Warga Terdampak KCIC: Hilang Pencaharian, Sawah 10 Hektare Tak Bisa Dipanen

Yudha Maulana - detikNews
Rabu, 13 Jan 2021 15:57 WIB
Pertemuan warga dengan pihak KCIC di Kantor DLH Jabar
Foto: Pertemuan warga dengan pihak KCIC di Kantor DLH Jabar (Yudha Maulana/detikcom).
Bandung -

Warga terdampak pembangunan Kereta Cepat Indonesia-China (KCIC) mengadukan nasib mereka di Kantor Dinas Lingkungan Hidup Provinsi Jawa Barat (DLH Jabar), Kota Bandung pada Rabu (13/1/2021). Keluhan itu disampaikan langsung kepada perwakilan KCIC dan DLH Jabar.

Mereka menceritakan bagaimana proyek tersebut secara tidak langsung membuat mereka khawatir dan kehilangan mata pencaharian. Salah satunya dialami oleh Iwan (60) warga Desa Sirnamanah, Kecamatan Darangdan, Kabupaten Purwakarta, yang sawah 10 hektarenya di Desa Depok tak bisa lagi panen.

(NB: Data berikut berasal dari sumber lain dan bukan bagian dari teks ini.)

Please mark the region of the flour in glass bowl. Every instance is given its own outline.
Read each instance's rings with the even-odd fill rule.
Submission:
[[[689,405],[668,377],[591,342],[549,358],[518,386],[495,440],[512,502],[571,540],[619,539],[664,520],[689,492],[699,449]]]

"Sudah mau dua tahun jalan, jangankan mau menanam padi. Mau menanam ketimun, jagung tidak biasa karena saluran irigasi putus. Di lahan saya sudah tertimbun batu, malahan bongkahan dari makam, bahkan lima bulan yang lalu bapak pernah sempat menemukan tengkorak di urugan (disposal)," kata Iwan saat berbincang dengan detikcom, Rabu (13/1/2021).

"Untuk kebutuhan sehari-hari dari sawah, tapi sekarang bukan hanya leher saya saja yang putus. Saya, keluarga saya, pekerja saya sama tetangga. Saya saja yang sehari ada pegawai lima orang, sekarang sudah putus tidak bekerja," kata Iwan melanjutkan.

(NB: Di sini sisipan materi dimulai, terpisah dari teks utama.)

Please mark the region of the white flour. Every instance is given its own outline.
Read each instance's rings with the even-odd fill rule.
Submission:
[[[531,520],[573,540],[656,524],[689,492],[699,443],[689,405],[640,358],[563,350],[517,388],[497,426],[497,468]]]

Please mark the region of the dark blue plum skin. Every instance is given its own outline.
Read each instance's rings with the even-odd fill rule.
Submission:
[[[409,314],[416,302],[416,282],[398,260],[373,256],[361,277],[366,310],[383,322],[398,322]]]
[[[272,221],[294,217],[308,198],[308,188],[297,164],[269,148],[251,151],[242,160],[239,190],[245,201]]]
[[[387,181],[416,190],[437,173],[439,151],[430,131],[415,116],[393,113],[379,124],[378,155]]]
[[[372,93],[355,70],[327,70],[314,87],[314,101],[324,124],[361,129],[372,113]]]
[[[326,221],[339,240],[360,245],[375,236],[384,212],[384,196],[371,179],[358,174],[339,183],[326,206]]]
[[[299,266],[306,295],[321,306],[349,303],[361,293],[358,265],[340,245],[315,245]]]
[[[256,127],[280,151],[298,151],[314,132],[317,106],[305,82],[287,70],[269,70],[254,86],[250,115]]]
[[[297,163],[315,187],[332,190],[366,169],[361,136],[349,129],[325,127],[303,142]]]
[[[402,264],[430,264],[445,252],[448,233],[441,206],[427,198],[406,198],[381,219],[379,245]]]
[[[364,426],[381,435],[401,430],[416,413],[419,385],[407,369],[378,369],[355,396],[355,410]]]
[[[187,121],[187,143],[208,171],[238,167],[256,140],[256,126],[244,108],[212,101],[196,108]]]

Untuk menyambung hidup, terpaksa ia harus bekerja serabutan. Bahkan tak jarang menjadi buruh tani milik orang lain. Padahal, ia sendiri memiliki lahan garapan yang menghasilkan padi sampai 2 ton.

"Kalau mau kuli cangkul, ya mencangkul. Kadang suka bekerja di lahan orang lain, ya apa saja dilakukan untuk menyambung hidup. Ada proyek KCIC juga di depan rumah, kita hanya jadi penonton saja, tak kerja di sana, malahan lahan saya dirusak oleh oknum-oknumnya," kata Iwan.

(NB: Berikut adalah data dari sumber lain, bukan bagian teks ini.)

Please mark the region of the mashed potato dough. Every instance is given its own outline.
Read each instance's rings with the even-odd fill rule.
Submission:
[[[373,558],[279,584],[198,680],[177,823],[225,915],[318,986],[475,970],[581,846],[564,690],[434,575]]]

Kini, ia berharap lahan sawah yang terdampak miliknya bisa segera dibebaskan. "Untuk selanjutnya ingin dibebaskan, dibayar dan ganti rugi. Disposal sudah menjadi gunung, jadi dari urugan bapak itu kena punya saya sejak setahun setengah," katanya.

"Saya tidak menghalangi proyek pemerintah, tapi silakan bayar hak saya dulu. Itu saja harapan saya," ucap Iwan menambahkan.

Selain Iwan, warga Kompleks Tipar di Padalarang, Kabupaten Bandung Barat juga mengeluhkan soal kekhawatiran mereka akibat dampak tunnel blasting.

Ketua Komunitas Pohon Indonesia (KPI) Jawa Barat Agus Soemanagara yang menjadi mediator pertemuan tersebut mengatakan sedianya pelaksana proyek KCIC segera mengakomodir masyarakat.

"Mereka jadi sulit, sulit yang biasa hidupnya nyaman dari padi, sekarang terganggu dan diacuhkan. Lahan untuk mencari nafkahnya juga tidak menghasilkan lagi, tempat kediamannya terganggu berisik. Itu bisa kita toleransi itu proyek, disposal dibuang ke sawah warga itu tidak ada toleransi," ujar Agus.

Project Manager KCIC Bimo Fahmi mengatakan aspirasi dari warga ini akan ditampung. Sejauh ini, katanya, semua kerusakan dan kerugian yang dialami warga akan diberi kompensasi.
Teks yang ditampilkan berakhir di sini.